Three U.S.-born scientists won the Nobel Prize in physics on Tuesday for a study of exploding stars that discovered that the expansion of the universe is accelerating.
The Royal Swedish Academy of Sciences said American Saul Perlmutter would share the 10 million kronor ($1.5 million) award with U.S.-Australian Brian Schmidt and U.S. scientist Adam Riess “for the discovery of the accelerating expansion of the universe through observations of distant supernovae.”
Their discoveries “have helped to unveil a universe that to a large extent is unknown to science,” the citation said.
Mr. Perlmutter, 52, heads the Supernova Cosmology Project at the University of California, Berkeley.
Mr. Schmidt, 44, is the head of the High-z Supernova Search Team at the Australian National University in Weston Creek, Australia.
Mr. Riess, 42, is an astronomy professor at Johns Hopkins University and Space Telescope Science Institute in Baltimore, Maryland.
Excerpts from the Nobel
Excerpts from the citation awarding the 2011 Nobel Prize in physics to Mr. Perlmutter, who shared it with Mr. Schmidt and Mr. Riess “for the discovery of the accelerating expansion of the Universe through observations of distant supernovae.”
“They have studied several dozen exploding stars, called supernovae, and discovered that the Universe is expanding at an ever—accelerating rate. The discovery came as a complete surprise even to the Laureates themselves.”

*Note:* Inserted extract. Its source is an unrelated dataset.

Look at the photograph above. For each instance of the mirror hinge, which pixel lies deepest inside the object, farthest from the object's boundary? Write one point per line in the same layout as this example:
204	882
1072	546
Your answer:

“In 1998, cosmology was shaken at its foundations as two research teams presented their findings. Headed by Saul Perlmutter, one of the teams had set to work in 1988. Brian Schmidt headed another team, launched at the end of 1994, where Adam Riess was to play a crucial role. The research teams raced to map the Universe by locating the most distant supernovae.”
“The teams used a particular kind of supernova, called type Ia supernova. It is an explosion of an old compact star that is as heavy as the Sun but as small as the Earth. A single such supernova can emit as much light as a whole galaxy. All in all, the two research teams found over 50 distant supernovae whose light was weaker than expected — this was a sign that the expansion of the Universe was accelerating. The potential pitfalls had been numerous, and the scientists found reassurance in the fact that both groups had reached the same astonishing conclusion.”
“For almost a century, the Universe has been known to be expanding as a consequence of the Big Bang about 14 billion years ago. However, the discovery that this expansion is accelerating is astounding. If the expansion will continue to speed up the Universe will end in ice. The acceleration is thought to be driven by dark energy, but what that dark energy is remains an enigma — perhaps the greatest in physics today. What is known is that dark energy constitutes about three quarters of the Universe. Therefore the findings of the 2011 Nobel Laureates in Physics have helped to unveil a Universe that to a large extent is unknown to science. And everything is possible again.”